I wish I had answers. I spent three days writing this, trying to come up with something to say at the end that would wrap this all up in at least one step forward, but so much has happened. So much has changed for the worse from one day to another that I do not know what to do beyond what I’m doing. Calling my political representatives, supporting charities, staying aware, and looking for chances to give support to those who are suffering seems to be all I can do from my position. It would be an improvement to feel like a drop in a bucket since right now I feel like a molecule in the ocean. There are no great equalizers in this world. There is no ultimate comeupance. A small force of dedicated scientists can’t bring about change to an entire country just by throwing off a yoke most people don’t even realize is there.

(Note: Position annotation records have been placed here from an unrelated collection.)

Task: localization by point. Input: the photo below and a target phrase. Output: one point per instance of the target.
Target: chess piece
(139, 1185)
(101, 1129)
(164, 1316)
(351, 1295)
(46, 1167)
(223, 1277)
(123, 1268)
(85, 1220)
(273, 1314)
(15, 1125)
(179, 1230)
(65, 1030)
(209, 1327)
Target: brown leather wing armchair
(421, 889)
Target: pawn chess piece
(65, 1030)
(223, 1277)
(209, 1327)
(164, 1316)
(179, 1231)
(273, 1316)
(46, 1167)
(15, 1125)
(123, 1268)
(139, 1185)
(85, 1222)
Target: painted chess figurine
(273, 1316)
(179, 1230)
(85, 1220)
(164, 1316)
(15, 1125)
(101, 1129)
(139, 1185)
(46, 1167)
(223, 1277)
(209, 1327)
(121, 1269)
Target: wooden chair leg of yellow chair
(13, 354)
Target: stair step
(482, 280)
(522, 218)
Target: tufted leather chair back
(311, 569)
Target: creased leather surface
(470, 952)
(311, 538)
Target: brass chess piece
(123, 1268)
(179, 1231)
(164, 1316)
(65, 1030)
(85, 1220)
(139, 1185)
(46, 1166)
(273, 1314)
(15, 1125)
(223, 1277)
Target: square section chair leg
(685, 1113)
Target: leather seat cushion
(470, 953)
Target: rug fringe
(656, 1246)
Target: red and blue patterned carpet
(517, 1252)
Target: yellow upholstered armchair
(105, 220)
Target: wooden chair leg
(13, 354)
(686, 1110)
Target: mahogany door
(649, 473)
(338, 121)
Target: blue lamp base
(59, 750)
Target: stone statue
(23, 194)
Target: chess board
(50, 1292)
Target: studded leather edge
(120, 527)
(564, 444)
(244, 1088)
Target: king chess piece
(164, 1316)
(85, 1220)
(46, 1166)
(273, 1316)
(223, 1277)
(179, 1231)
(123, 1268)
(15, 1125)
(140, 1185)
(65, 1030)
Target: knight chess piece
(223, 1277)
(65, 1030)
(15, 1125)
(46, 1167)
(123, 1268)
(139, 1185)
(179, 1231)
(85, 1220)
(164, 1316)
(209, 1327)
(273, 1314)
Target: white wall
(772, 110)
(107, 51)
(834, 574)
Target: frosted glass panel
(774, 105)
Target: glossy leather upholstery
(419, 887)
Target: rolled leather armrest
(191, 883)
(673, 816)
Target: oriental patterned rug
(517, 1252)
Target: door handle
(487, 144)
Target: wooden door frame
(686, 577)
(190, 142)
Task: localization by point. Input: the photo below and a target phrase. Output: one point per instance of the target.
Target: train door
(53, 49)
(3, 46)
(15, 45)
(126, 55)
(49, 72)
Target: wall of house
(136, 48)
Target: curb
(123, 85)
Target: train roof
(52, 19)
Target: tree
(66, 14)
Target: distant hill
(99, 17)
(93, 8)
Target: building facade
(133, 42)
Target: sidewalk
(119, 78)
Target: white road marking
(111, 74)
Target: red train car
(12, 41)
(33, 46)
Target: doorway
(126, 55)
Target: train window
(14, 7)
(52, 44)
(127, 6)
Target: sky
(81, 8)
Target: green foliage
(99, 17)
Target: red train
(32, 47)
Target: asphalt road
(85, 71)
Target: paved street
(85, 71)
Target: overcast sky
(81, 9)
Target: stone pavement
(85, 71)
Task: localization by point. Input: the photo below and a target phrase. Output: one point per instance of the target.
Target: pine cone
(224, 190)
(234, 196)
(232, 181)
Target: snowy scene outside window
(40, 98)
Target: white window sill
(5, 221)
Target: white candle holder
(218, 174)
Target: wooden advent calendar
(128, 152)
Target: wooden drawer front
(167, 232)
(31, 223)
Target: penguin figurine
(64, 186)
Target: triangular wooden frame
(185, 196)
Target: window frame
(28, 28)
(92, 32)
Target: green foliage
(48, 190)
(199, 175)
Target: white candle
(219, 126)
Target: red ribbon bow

It will take decades of work. Generations of activists. The people who have commmited their crimes in this day and age will likely be long dead before there is any way to actually hold them accountable (or anyone with the power and willingness to do so, as well). It is not an encouraging place to be, mentally, so all I can do is continue the actions I can take and continue to think about stories of a better world or the slow, grinding process of change.